ボーっと庭を眺めてる遥に幸翔は自分が着ていたタキシードを脱ぐと遥に

「風邪をひきそうなのでこれを…私が着ていたもので申し訳ないですが。」

といって肩からかける。

そんなふとした優しさに遥は

「ありがとうございます。でも…そうしたら幸翔さんが風邪をひいてしまいます。」

といって断ろうとする。

だが、幸翔は笑って

「大丈夫ですよ。これでも鍛えてるんです。

だから風邪なんてひきませんよ。」

といってそのまま羽織らせた。

目の前には沈丁花の花が咲いていて。

「遥さんは私以外の婚約者の方には…?」

そう聞かれ

「既にお会いしてます。」

と短く返答する。

そう、最後に会ったのが幸翔だった。

というか、遥の知り合い3人を除けばだ。

一人目の笠原颯太には幸翔さんと会う前に顔合わせしている。

が、一目見ただけで嫌悪感を覚え、断るつもりでいる。

そう、笠原颯太は甘やかされたいいとこのおぼっちゃん、という印象しかなく、それも女ったらしという話も入ってきている。

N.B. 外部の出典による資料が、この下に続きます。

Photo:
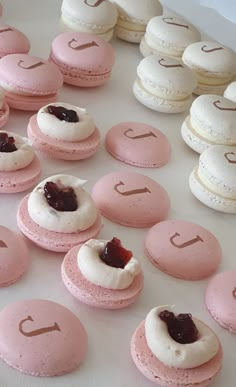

相手は自分を選ぶと信じて疑わず、それが態度にも出ていて嫌悪感が募ったのだ。

確かに自信を持つだけの容姿はしていた。

だが、容姿がよくても他がダメでは…

遥の様子をみて父もおそらく気付いただろう。

西園寺の関係者の二人は会わずともお互いを知っている。

遥が会いたいのは彼だけだ。

「幸翔さん、素敵な方だからこそ、伝えなければならないと思います。

私はあなたとお会いしてとてもいい人だと思いました。

婚約を前向きにという話もありがたいと思います。

私には好きな人がいます。

好きな人がいるのにあなたと婚約するのはあなたに対して失礼なことでしょう?

幸翔さんの方から断ってください。」

そういう遥に幸翔は

「そうですか。好きな人いるんですね。

でも、私たちが出逢ったのはつい先ほど。

すぐに結論を出されるのは時期尚早ではないですか?

もっと私を知ってから決めても遅くはないはず。

好きな人がいることは仕方のないことです。

人間、どこでどんな出逢いをして愛し合うかなんてわからないのですから

もしかしたら将来的にあなたから愛してもらえるかもしれないじゃないですか。

愛してもらえるように私も努力しますよ。」

そういう幸翔にますます好感がもてるのだった。